The Kurds. A People Without a Land?

The Kurds are fighting ISIS in Kobane and controlling a de facto autonomous region in the northern parts of a civil war-ravaged Syria. In Turkey, the Kurdish coalition party HDP surpassed the 10% election threshold in June 2015, ensuring president Erdogan’s party AKP’s first loss of parliamentary majority since they came to power in 2002. Erdogan responded by calling off the peace talks with the Kurdistan Worker’s Party (PKK), and saw the country plunged into a civil war-like state. In Northern Iraq, one no longer talks about Northern Iraq but of Kurdistan, where president Masoud Barzani controls a region with a high degree of autonomy, an economy (until recently) on the rise, with both the will and the strength to act as a regional player.
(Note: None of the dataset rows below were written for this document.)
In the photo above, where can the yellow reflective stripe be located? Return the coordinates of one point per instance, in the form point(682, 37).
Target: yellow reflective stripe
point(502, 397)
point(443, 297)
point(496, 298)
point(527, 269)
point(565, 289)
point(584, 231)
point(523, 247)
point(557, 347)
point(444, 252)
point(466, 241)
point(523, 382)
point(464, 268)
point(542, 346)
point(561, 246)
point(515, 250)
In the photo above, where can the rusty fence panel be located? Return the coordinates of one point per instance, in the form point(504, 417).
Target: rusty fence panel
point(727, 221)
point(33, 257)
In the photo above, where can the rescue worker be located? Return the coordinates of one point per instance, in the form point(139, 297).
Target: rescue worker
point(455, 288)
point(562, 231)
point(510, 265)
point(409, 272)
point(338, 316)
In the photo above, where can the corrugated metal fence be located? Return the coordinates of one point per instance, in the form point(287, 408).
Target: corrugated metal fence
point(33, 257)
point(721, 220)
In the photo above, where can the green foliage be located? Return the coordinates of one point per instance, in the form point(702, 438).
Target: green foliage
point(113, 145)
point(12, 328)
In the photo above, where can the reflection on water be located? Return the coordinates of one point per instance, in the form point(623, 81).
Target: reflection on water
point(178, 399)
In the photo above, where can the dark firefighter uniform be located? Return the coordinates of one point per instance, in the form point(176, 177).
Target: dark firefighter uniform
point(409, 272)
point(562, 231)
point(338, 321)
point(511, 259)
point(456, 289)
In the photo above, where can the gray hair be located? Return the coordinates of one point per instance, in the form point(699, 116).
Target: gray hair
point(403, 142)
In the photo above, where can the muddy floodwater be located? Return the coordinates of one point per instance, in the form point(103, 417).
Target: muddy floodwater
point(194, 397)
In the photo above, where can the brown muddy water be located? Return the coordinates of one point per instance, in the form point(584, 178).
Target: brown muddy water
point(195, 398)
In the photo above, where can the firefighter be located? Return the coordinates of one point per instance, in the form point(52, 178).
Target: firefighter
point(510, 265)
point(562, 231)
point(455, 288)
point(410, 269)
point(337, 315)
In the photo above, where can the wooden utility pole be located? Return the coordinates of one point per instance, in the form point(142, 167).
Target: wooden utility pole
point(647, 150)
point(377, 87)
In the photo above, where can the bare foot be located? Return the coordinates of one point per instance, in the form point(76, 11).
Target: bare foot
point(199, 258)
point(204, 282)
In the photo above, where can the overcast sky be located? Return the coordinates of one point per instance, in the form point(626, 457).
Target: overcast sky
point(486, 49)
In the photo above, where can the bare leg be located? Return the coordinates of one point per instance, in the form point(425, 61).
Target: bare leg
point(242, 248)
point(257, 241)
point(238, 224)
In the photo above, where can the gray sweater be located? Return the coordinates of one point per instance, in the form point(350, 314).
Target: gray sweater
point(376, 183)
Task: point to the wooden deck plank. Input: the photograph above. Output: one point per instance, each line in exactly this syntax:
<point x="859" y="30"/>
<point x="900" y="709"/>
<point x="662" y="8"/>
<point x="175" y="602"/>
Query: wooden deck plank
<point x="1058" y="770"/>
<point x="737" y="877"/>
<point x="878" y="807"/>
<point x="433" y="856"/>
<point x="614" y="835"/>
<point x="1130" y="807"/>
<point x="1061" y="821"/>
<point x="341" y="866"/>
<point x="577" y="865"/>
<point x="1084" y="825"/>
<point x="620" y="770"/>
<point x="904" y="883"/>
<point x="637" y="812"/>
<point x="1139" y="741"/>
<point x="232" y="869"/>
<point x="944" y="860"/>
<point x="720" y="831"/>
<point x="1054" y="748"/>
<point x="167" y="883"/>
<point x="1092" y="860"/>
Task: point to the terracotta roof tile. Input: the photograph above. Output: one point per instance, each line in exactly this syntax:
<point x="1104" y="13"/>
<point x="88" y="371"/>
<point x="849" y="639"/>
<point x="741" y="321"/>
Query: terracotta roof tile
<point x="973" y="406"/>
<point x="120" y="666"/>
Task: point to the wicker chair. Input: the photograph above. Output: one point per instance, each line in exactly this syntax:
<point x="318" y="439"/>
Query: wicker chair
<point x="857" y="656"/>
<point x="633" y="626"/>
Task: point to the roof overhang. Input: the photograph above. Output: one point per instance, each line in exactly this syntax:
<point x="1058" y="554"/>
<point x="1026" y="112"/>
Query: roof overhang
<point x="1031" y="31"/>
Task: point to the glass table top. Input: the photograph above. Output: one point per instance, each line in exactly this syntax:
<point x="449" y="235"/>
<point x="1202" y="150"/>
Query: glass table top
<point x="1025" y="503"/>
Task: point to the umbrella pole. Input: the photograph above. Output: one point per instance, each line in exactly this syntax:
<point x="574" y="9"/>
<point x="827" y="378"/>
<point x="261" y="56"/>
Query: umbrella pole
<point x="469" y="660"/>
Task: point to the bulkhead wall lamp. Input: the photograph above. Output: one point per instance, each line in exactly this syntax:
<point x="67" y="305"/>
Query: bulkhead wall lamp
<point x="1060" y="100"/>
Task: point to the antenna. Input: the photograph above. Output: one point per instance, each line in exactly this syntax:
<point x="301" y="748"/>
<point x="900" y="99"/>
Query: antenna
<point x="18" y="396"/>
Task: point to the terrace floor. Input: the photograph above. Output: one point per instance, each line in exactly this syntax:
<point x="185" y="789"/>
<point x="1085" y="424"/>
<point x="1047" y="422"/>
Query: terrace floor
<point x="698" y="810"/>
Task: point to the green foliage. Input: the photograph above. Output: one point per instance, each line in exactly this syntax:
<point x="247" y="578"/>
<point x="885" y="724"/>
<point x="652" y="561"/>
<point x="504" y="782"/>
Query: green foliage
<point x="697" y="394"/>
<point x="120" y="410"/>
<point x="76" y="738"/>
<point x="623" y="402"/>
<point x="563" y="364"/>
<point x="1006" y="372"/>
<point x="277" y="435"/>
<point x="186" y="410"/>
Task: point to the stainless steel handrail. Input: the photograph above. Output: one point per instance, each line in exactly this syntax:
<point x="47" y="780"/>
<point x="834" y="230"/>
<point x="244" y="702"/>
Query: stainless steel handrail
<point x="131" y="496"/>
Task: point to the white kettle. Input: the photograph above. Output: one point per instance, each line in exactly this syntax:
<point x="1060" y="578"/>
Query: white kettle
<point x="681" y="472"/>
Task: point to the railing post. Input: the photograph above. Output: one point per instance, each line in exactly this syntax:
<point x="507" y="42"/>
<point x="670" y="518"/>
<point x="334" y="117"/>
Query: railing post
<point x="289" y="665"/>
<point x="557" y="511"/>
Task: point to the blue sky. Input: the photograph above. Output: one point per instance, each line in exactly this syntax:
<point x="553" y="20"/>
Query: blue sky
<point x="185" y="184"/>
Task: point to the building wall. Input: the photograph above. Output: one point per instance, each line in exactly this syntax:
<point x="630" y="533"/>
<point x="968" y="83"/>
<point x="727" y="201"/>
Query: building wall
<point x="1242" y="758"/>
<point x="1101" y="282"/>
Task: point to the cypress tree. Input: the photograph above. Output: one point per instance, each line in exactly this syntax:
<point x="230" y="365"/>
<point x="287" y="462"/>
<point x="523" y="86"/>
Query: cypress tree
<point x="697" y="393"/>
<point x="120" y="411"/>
In a few years, the Kurds have gone from a marginal existence as the world’s largest nation without a state to playing a key role in a Middle East creaking at the seams. Where does the road go from here? Many are saying that the borders in the region will have to be redrawn, and with the growing number of assaults on civilians taking place, more and more people are asking how the rights and the safety of the region’s many minorities might be ensured. What part will the Kurds play in this situation? Is it possible to envision a new peace process in Turkey? And what will be the outcome for the Kurds of the Syrian civil war?

This political development forms the backdrop for the International Saladin Days 2016, where writers, intellectuals, artists and activists gather to discuss the history, literature, language and outlook of the Kurdish people.